Matthew Curling Friend (1792-1871) was an Australian inventor and public servant. He was the son of John Friend of Ramsgate and Mary Curling of the Isle of Thanet. He joined the Royal Navy as a Midshipman in July 1806 and was promoted to Lieutenant in February 1815. At the end of the Napoleonic Wars he was put on half pay. Friend then pursued scientific interests and was made a Fellow of the Royal Society in 1820. He subsequently entered Cambridge in 1822 and married Mary Anne Ford in 1826.

Like many other officers on half-pay, Friend was obliged to seek his living in the colonies to support his wife and growing family in respectable circumstances. In 1829 Friend sailed with his family as captain of . The wife and daughters of Edward Davy Wedge were on board, ultimately resulting in the marriage of Thomas Wedge with daughter Anna Maria Friend.

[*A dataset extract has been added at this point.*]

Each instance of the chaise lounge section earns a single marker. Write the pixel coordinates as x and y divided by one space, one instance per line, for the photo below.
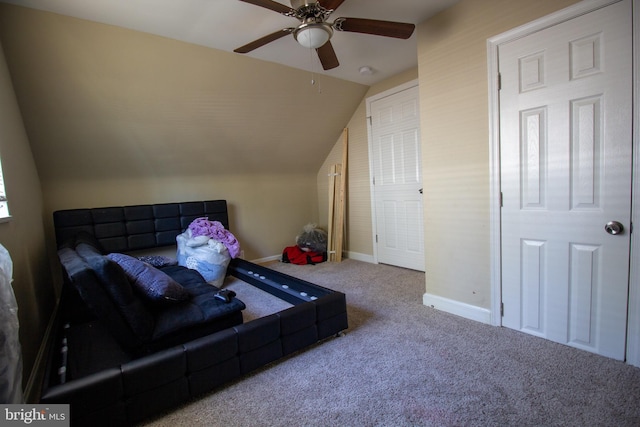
108 381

With his wife he stayed at the Swan River Colony from 30 January 1830 until 19 March, before leaving for Tasmania. While at the Swan River he collected mammal and bird specimens. Wanstead arrived in Hobart Town in April 1830.

He presented his collection of specimens of flora and fauna from the Australian continent at the Zoological Society in England during 1831. Friend was a member of the Royal Society of London.

Friend arrived back in Van Diemen’s Land in 1832 with other members of his family, this time on the Norval. Friend was appointed Port Officer in Launceston in 1832 and also engaged in pastoral pursuits. Friend was involved in controversy relating to his appointment as Port Officer, and eventually won a libel action.

Friend was also at the centre of cultural and scientific life in the colony. He lectured on natural history, helped organise the first Tamar Regatta in 1830, and assisted greatly with the Launceston Horticultural Society and the local committee of the Hobart Town Launceston and Port Phillip Steam Ship Company.

Ill health and increasing blindness forced him to resign in 1852, and he and his second wife returned to England, where he died at Clevedon, Somerset, in October 1871. During his last years he continued his interest in nautical science, inventing an indicator compass and the pelorus for measuring the local magnetism in iron ships.